More than one-third of U.S. workers (that’s 57 million people) are in the gig economy. By 2020, this proportion is predicted to rise to 40%. In 2018, the number of coworking spaces in the U.S. also rose by 16% with more than 5,000 spaces projected to exist by the end of 2019.
So, what’s the reason behind the growth in these two work trends?
The links between coworking and the gig economy
Coworking spaces give gig workers the flexibility to use a workspace as and when they need without any restrictive and expensive rental agreements.
That’s not all. Most coworking spaces also foster a sense of community, which is an important asset if you’re a solopreneur and miss the company of your coworkers. Research reveals 83% of people are less lonely since joining a coworking space, and 80% turn to other coworking members for help or guidance.
What’s more, coworking spaces give gig workers the perfect place to meet and network. They often help people forge important work relationships and expand their businesses. Not to mention the free tea and coffee that’s often offered, as well as a load of other amenities.
For coworking spaces, gig workers can help maximize their income by providing the bums on seats required to fill a space.

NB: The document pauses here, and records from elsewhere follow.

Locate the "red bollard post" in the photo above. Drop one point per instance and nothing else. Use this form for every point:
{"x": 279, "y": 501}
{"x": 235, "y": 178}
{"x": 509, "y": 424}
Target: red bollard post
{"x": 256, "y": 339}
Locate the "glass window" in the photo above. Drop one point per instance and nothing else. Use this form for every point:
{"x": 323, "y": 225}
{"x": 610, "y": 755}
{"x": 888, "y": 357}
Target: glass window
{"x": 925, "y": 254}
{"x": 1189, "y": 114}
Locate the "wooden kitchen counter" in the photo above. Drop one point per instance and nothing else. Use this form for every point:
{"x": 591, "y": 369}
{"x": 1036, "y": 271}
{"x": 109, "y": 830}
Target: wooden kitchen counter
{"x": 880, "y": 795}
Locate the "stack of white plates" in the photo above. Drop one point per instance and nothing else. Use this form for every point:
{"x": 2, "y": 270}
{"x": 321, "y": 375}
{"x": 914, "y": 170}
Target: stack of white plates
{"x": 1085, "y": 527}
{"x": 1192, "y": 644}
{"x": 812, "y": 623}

In fact, JLL predicts coworking will make up 30% of all commercial real estate in the next decade.
Why the rise in coworking and the gig economy?
Technology is the great enabler of both the gig economy and coworking. Many jobs no longer require people to physically be in the office.
For example, cloud-based technologies are driving an increasingly mobile workforce where you just need to login to clock in. Plus, apps like Uber help connect gig workers to potential customers.
Simply put, without the right technologies and spaces, gig economy workers cannot find work, achieve their goals, or share their services with the world.